From a Freedom of Information request to the 43 police forces in England and Wales, the firm found nearly 6,000 staff were caught stealing from their employer last year, up by a fifth from the 5,000 incidents recorded during 2021.
This level of crime means 500 employees are being caught stealing every month, although because the data only shows recorded crime, the actual level of undetected thieving is likely to be far higher.
London had the largest number of employee thefts at 874 incidents, a rise of 32% on the year before.
The largest percentage rise in thefts was recorded in Lincolnshire, where incidents rose by 44%.
In only eight areas, including Durham, Warwickshire, Northamptonshire and Staffordshire, was there a fall in employee crime rates.
Although the range of thefts is wide, from petty theft of office supplies, to embezzlement of company funds, commentators claim the rise in criminal activity is linked to the current cost of living crisis.
Speaking to HR magazine Rose Sutton, a senior speciality lines claims expert at Zurich, said: “From our own experience, we know that crime typically rises during periods of financial distress. The increase in employee theft at this time would suggest the cost of living crisis is one of the key drivers.
“Given employee theft is difficult to determine, its true prevalence is likely to be higher than the figures show.”
But Lee Ashwood, employment director at national law firm Freeths, said the data highlights how a broader conversation is needed around employee theft, and whether managers should in these circumstances be either sympathetic or strict with staff.
Speaking to HR magazine he said: “Employers will probably need to be prepared for the fact that people might cite the cost of living as a mitigating circumstance.
"This won’t necessarily change anything from a legal point of view, but it does throw up issues around how the employer will want to be seen by the rest of the workforce. Do they want to be seen as uncaring?”
He said HR directors should not worry that taking a softer approach might set a precedent and encourage others to steal.
He added: “If you review things on a case-by-case basis, there shouldn’t be concern that others might think they can do the same and get away with it.

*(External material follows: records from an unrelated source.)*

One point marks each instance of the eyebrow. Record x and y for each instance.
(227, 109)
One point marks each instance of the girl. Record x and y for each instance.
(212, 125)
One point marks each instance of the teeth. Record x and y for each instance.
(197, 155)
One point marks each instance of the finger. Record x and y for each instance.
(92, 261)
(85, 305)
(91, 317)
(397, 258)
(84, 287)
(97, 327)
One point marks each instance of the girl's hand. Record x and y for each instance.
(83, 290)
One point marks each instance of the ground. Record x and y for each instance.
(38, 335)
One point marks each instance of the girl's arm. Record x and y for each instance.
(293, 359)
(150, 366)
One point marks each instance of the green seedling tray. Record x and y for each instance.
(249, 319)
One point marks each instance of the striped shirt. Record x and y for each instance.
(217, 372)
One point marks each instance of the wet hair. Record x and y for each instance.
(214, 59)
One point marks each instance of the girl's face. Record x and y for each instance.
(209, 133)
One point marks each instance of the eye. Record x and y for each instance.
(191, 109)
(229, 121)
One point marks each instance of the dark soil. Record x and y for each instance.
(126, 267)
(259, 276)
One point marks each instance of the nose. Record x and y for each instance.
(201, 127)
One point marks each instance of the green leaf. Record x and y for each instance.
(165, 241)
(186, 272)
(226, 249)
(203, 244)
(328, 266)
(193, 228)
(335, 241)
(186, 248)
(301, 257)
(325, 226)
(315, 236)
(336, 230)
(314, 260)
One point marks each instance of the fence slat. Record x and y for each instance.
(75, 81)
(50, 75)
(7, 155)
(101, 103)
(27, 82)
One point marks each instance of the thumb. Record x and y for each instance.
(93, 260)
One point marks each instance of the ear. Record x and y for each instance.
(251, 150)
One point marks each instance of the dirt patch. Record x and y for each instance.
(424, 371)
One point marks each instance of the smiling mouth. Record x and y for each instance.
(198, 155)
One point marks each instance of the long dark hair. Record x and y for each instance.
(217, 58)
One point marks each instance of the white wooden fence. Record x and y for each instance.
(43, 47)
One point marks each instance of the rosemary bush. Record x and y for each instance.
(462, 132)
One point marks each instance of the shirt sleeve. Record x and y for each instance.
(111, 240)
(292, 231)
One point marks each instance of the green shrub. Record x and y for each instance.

“As with all these issues, it’s also about proper procedure. Often the first reaction of employers is that the employee should be sacked. But for a decision to be reasonable, managers need to consider all of the circumstances, including length of service, disciplinary record, whether they have confessed, whether they have show remorse, and whether they can be trusted in the future.”
Sutton added: “While the cost of living is a cause of significant financial anxiety, employee theft is still illegal, as well as being a breach of employer trust. During these difficult times it’s particularly important employers listen to their staff and provide targeted support where they can.”
Proportionately, with nearly 900 incidents and a population of 9 million, London had less crime per head than other areas.
When measured on an incident per-100,000 people of working age basis, London does not appear on the top five list of places for crime.
Northamptonshire had the highest employee crime rate of 43.4 per 100,000 while West Mercia has the lowest level of crime rate at 13.7.
Dylan Jones, CEO of Income & Expenditure Hub, said: "We're not surprised, but saddened at the increase in workplace theft for small items and essentials as recently reported by Zurich. We know from our own research that people of all ages are struggling financially due to the cost of living crisis."
Zurich confirmed that it has also seen a rise in commercial crime claims, with recent crimes including a £150,000 theft by a ring of employees at a food manufacturer and a £50,000 claim from a double-glazing firm defrauded by its finance manager.
In one of the worst cases of employee theft, in 2020 admin manager, Amanda Rees, was sentenced to more than five years in jail after stealing nearly £1 million over the course of six years. She had full access to her company’s bank accounts.
In the US the Association of Certified Fraud Examiners estimates businesses lose 5% of their annual revenue to employee fraud and abuse.